Features distinguishing enhancers from mRNA promoters are: i) enhancer RNAs are exosome-sensitive regardless of direction while (sense) mRNAs have a longer half-life than their antisense counterpart; ii) enhancer RNAs are short, unspliced, nuclear and non-polyadenylated and iii) enhancers have downstream pA and 5’ splice motif frequencies at genomic background level similar to antisense PROMPTs, while mRNAs are depleted of termination signals and enriched for 5’ splice sites 11,12.
Q3. How did the authors test the enhancers in zebrafish embryos?
To confirm that candidate enhancers can drive tissue-specific gene expression in vivo, five evolutionarily conserved CAGE-defined human enhancers (including the POU3F2 and MEF2C-proximal enhancers identified above) were tested via Tol2-mediated transgenesis in zebrafish embryos.
Q4. How many enhancers were normalized to the number of tags in each sample?
The number of robustly expressed enhancers and genes per sample were normalized to enhancers and genes per million mapped tags, utilizing the total number of mapped CAGE tags in each sample, and further log-transformed.
Q5. What was the first step in the amplification of target regions?
Amplification of target regions was followed by SAP treatment, reverse transcription and subsequent RNA base-specific cleavage (MassCLEAVE, San Diego, CA) as previously described58.
Q6. How was the expression of the flanking windows normalized?
The expression values of both flanking windows were normalized by converting tag counts to tags per million mapped reads (TPM) and further normalization between samples was done using the RLE normalization procedure in edgeR41.
Q7. Where can The authorfind a track for enhancers?
Genome browser tracks for enhancers with user-definable expression specificity-constraints can be generated at http://enhancer.binf.ku.dk.
Q8. What are some examples of SNPs that are enriched in enhancers?
Examples include Graves’ disease-associated SNPs enriched in enhancers that are expressed predominantly in thyroid tissue, and similarly lymphocytes for chronic lymphocytic leukemia.
Q9. How many peaks were found at the GM12878 enhancer center positions?
Positional cross correlations were calculated between reverse and forward CAGE tag 5’ ends at ChIP-seq derived active HeLa-S3 and GM12878 enhancer center positions (as determined by P300 peaks) +/−300 bp (max lag 300) to identify their most likely separation.

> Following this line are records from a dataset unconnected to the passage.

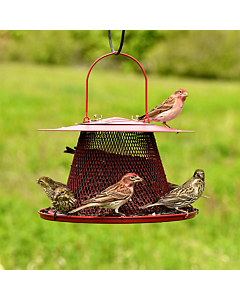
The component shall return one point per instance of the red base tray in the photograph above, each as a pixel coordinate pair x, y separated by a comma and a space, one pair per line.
116, 220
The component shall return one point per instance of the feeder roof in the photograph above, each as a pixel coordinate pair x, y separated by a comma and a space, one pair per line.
116, 124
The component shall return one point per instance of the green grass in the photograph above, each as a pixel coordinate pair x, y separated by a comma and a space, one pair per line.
34, 97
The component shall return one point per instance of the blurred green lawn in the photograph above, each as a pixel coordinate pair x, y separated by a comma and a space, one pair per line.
34, 97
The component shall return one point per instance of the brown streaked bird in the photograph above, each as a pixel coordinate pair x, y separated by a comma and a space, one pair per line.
114, 196
169, 109
49, 185
182, 196
70, 150
199, 173
63, 200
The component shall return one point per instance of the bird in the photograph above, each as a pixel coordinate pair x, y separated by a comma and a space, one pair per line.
199, 173
63, 200
182, 196
70, 150
114, 196
49, 185
168, 109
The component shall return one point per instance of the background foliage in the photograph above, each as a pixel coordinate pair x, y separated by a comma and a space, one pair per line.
50, 96
207, 54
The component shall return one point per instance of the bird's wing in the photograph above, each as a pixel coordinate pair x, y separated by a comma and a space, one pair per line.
178, 195
164, 106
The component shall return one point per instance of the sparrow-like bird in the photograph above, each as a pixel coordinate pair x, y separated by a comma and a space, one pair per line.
49, 185
70, 150
114, 196
197, 174
182, 196
168, 109
63, 200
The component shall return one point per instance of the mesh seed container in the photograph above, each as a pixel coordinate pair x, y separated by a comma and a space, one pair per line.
106, 150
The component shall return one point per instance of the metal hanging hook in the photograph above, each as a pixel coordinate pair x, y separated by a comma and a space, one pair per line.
121, 43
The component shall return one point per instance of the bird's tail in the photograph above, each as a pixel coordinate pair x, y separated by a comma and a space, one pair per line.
141, 118
81, 207
69, 150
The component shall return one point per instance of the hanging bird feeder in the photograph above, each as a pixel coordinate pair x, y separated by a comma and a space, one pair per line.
106, 150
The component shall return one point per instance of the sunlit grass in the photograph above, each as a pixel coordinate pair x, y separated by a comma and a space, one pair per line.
42, 97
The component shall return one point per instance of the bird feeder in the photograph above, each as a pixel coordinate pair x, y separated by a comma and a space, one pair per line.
106, 150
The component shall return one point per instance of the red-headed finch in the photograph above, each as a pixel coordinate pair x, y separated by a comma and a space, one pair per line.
49, 185
197, 174
63, 200
182, 196
114, 196
168, 109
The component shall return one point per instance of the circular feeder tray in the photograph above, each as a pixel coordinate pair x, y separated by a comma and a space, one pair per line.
47, 214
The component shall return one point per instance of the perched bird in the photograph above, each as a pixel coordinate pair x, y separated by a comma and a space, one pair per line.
182, 196
114, 196
168, 109
63, 200
70, 150
197, 174
49, 185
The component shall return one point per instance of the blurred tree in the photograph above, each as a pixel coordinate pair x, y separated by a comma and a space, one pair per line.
209, 54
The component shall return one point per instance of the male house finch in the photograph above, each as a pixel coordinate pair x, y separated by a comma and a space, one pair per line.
181, 196
49, 185
63, 200
114, 196
168, 109
197, 174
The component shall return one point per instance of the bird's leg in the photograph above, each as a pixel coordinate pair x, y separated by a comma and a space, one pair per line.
117, 212
166, 125
185, 211
54, 215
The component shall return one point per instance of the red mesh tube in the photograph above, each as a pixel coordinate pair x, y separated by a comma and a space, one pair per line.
102, 158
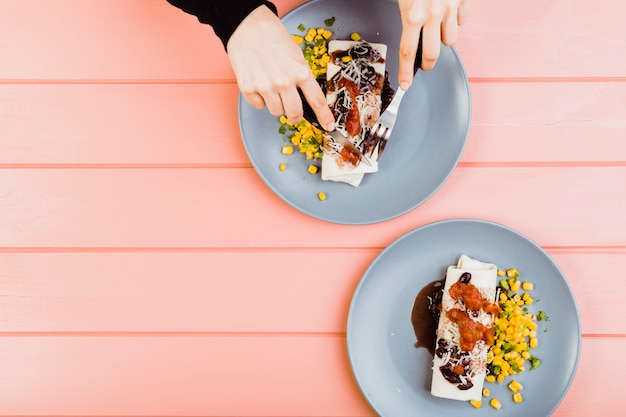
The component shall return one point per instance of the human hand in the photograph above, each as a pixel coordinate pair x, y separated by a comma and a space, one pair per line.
438, 21
270, 67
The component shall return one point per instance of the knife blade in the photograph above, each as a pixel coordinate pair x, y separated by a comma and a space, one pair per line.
309, 114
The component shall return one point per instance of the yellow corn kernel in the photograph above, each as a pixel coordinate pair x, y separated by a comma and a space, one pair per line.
495, 403
512, 273
476, 403
515, 386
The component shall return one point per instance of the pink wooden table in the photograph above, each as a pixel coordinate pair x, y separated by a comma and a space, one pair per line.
146, 269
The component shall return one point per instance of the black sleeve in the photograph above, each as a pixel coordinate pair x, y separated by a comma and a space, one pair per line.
223, 15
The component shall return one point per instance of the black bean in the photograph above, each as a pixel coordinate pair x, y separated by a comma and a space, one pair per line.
466, 277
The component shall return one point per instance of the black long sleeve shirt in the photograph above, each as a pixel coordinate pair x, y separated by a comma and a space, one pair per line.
223, 15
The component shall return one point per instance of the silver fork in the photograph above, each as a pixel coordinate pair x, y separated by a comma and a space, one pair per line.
380, 132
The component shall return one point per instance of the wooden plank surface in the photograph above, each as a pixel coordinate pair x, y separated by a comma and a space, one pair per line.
76, 375
209, 208
146, 269
214, 291
154, 41
133, 124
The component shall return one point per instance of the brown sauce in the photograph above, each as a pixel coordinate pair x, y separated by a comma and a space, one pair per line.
424, 324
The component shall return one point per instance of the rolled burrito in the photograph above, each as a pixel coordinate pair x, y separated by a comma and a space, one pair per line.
355, 77
465, 330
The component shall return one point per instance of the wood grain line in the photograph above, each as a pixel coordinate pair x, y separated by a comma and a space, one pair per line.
616, 249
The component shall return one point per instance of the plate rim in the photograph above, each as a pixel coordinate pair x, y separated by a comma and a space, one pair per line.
380, 219
481, 222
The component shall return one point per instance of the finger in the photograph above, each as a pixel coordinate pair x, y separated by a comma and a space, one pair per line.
408, 49
463, 12
255, 100
449, 28
317, 100
274, 103
292, 104
431, 44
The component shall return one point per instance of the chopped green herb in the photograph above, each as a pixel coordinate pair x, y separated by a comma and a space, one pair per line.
534, 362
542, 316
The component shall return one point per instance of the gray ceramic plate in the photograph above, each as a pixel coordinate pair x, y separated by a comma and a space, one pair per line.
395, 376
425, 147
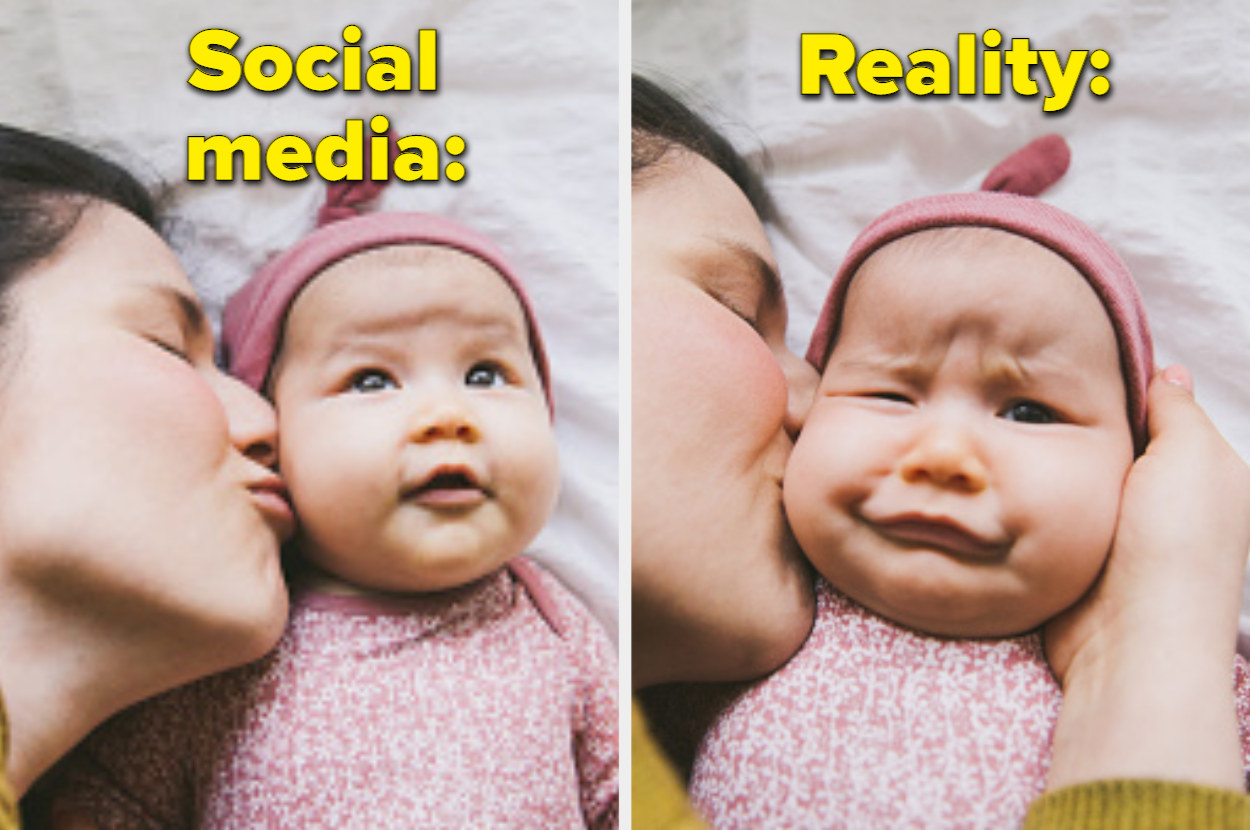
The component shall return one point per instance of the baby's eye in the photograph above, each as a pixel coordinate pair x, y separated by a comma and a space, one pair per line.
370, 380
485, 374
1029, 411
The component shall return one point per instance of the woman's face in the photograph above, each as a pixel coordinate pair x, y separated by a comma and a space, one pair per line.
719, 588
134, 483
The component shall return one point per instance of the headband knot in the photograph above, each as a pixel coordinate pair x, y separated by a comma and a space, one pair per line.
1031, 169
1005, 203
346, 199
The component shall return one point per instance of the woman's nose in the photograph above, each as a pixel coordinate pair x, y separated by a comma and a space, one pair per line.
945, 455
801, 381
446, 420
250, 419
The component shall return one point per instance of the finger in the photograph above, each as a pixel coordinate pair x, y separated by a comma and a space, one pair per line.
1170, 405
1178, 375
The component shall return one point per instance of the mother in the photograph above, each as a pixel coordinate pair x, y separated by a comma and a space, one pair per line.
718, 589
139, 520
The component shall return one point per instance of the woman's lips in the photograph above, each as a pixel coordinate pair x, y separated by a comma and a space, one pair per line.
940, 533
270, 498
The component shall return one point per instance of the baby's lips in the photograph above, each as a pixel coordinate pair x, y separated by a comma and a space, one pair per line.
940, 531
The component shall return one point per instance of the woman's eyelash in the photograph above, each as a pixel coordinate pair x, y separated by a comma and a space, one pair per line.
165, 345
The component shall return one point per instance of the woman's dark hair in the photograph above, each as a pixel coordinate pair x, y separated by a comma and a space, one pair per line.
45, 184
661, 123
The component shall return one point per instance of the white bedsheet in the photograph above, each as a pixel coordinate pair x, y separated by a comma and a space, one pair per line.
1159, 166
533, 88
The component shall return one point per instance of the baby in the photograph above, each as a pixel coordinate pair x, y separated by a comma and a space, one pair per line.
985, 360
429, 676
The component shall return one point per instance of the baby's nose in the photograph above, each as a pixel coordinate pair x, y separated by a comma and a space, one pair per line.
445, 421
945, 455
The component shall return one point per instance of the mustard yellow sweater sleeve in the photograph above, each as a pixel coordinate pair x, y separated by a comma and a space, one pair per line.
659, 800
8, 804
1139, 805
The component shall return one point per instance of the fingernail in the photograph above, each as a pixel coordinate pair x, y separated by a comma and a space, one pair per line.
1178, 375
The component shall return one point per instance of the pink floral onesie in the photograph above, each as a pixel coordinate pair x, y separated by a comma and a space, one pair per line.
493, 705
874, 725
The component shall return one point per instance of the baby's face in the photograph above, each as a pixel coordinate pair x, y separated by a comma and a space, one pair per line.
961, 468
414, 431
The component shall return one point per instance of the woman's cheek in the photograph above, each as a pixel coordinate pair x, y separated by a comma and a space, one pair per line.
701, 368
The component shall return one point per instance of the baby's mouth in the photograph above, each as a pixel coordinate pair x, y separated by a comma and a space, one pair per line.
943, 534
448, 486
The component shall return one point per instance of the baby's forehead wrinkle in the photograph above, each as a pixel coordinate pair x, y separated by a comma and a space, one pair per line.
1000, 366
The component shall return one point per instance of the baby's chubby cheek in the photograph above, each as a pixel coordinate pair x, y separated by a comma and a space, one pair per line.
816, 493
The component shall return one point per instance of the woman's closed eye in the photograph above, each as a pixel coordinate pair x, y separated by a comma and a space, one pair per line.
485, 374
171, 345
370, 380
1029, 411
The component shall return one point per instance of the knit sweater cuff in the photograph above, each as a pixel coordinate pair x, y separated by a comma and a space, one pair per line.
1139, 805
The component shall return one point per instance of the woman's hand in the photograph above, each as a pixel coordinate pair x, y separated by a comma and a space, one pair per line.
1145, 658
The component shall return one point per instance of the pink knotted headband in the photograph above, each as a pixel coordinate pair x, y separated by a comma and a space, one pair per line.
1006, 201
253, 320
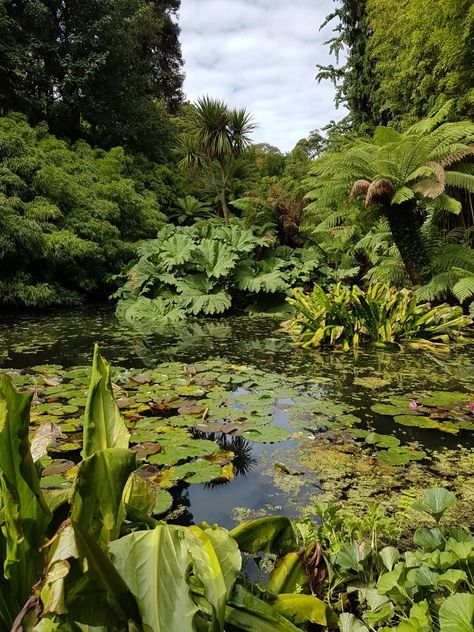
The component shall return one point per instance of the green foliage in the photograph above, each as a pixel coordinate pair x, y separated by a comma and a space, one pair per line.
349, 316
213, 142
426, 588
435, 57
104, 72
209, 268
68, 216
90, 573
398, 175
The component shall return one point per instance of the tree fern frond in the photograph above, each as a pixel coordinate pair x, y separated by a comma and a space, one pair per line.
460, 180
403, 194
464, 288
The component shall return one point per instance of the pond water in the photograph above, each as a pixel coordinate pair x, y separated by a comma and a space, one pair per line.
332, 380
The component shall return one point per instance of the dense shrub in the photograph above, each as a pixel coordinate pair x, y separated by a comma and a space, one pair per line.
68, 216
346, 316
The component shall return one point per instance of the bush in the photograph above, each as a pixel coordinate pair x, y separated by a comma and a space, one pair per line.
347, 316
69, 216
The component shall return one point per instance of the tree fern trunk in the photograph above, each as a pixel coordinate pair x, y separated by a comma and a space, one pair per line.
405, 229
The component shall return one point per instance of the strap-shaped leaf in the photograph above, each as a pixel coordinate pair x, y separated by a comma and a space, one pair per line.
103, 425
25, 511
97, 505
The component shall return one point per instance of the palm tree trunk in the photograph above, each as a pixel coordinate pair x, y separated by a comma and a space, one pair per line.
405, 229
225, 207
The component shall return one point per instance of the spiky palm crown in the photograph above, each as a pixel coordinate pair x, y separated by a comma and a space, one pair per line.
424, 162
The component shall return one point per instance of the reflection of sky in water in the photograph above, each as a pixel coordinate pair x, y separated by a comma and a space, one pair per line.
67, 338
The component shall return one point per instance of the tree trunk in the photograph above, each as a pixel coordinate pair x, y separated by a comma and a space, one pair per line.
405, 228
225, 207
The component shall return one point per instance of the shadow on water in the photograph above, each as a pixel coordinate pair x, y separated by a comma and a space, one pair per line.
67, 338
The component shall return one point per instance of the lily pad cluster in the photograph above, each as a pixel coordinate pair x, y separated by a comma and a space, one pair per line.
175, 414
448, 412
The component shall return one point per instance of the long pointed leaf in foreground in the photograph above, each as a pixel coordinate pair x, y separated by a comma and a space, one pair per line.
103, 425
274, 534
97, 505
154, 565
25, 511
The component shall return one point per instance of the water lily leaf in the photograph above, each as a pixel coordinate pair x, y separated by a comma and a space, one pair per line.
456, 614
382, 441
418, 421
42, 439
400, 456
55, 481
443, 398
389, 409
435, 502
199, 471
172, 454
190, 391
163, 503
266, 434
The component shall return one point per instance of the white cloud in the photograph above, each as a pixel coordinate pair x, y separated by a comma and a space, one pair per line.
262, 55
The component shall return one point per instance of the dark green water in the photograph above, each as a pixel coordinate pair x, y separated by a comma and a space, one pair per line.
67, 338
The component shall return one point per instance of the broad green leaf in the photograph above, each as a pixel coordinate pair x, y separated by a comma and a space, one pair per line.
227, 551
103, 425
456, 614
199, 471
215, 258
451, 579
266, 434
382, 441
26, 514
435, 502
246, 612
429, 539
102, 573
154, 565
288, 575
349, 623
422, 576
200, 294
208, 571
352, 555
97, 506
389, 556
419, 620
304, 608
275, 534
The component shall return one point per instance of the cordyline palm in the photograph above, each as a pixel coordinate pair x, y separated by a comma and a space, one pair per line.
216, 138
397, 173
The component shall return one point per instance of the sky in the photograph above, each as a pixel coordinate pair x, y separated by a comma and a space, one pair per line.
262, 55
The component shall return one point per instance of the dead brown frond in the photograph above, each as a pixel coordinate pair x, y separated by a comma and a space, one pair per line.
433, 186
380, 192
360, 187
457, 156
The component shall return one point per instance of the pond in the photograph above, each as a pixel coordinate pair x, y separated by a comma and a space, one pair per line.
332, 442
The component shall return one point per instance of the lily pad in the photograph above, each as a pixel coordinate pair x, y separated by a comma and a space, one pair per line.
382, 441
266, 434
199, 471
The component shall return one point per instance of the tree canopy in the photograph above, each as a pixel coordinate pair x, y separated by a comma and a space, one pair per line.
101, 70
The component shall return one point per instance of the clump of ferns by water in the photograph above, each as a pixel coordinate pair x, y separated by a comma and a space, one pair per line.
348, 316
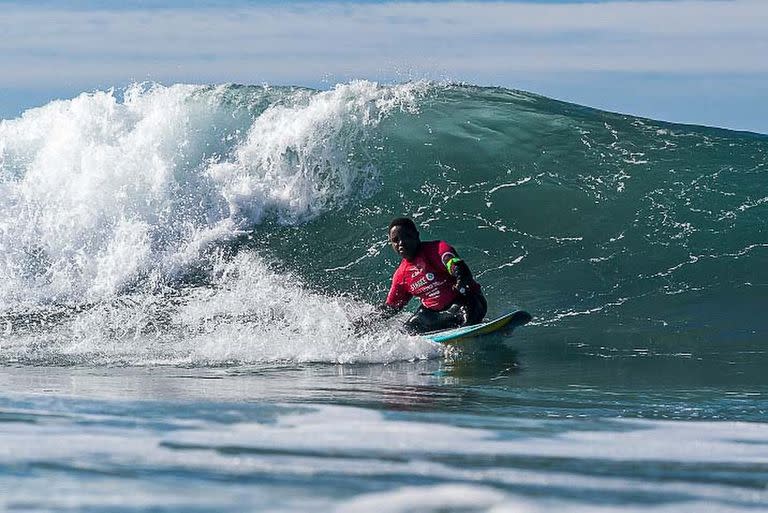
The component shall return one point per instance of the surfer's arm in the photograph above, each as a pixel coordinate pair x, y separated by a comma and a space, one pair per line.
456, 267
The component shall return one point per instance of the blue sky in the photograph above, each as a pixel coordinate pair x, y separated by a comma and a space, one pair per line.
694, 61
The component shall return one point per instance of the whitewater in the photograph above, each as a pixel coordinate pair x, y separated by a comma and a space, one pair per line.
182, 267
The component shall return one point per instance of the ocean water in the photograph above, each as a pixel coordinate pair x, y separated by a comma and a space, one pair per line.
181, 268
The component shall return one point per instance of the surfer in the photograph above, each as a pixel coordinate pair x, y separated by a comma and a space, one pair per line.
433, 272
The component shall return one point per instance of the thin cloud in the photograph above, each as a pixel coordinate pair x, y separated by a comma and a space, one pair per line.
302, 42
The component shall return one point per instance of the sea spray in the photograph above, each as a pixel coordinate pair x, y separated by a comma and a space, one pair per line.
132, 226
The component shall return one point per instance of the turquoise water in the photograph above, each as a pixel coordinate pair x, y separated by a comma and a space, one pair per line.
182, 266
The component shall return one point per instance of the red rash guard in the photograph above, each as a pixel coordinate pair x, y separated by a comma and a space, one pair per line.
426, 277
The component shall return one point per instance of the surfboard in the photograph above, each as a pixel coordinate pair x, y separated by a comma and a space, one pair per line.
507, 322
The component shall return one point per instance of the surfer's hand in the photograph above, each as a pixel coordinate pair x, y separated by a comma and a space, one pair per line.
462, 286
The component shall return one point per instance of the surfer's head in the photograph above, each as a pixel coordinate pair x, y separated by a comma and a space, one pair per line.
404, 237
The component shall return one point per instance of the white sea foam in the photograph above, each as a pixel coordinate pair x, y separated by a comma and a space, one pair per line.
105, 202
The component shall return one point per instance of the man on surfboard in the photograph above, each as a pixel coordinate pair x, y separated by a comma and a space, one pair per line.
433, 272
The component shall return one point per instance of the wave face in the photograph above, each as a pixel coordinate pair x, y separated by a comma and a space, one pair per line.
207, 225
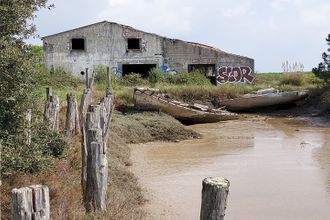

Q10. How many enhancers were grouped in the facets?
The resulting sub-clusters broke up enhancers into 201 and 247 ubiquitous enhancers (u-enhancers) defined by cell type and tissue facets, respectively, (these sets intersect by 106 enhancers) and non-ubiquitous enhancers.
Q11. How many facets were used to visualize the complexity and specialization of facets?
In order to visualize the complexity and specialization of facets according to usage and specificity score of enhancers and genes, the authors counted the frequency of facet-used enhancers (significantly expressed in at least one contained sample) and gene promoters (≥ 1 TPM in at least one sample) with a specificity score in any of 20 bins distributed between 0 and 1.
Q12. How many enhancers were found in pathologically relevant cells?
For many traits where enriched disease-associated SNPs were within enhancers, enhancer activity was detected in pathologically relevant cell types (Fig. 6d, and Supplementary Figs 31 and 32).
Q13. How was the expression of each enhancer evaluated?
Each enhancer was considered differentially expressed in a facet with at least one pair-wise significant differential expression and overall positive standard linear statistics.
Q14. How many enhancers were filtered to not overlap with the predicted set?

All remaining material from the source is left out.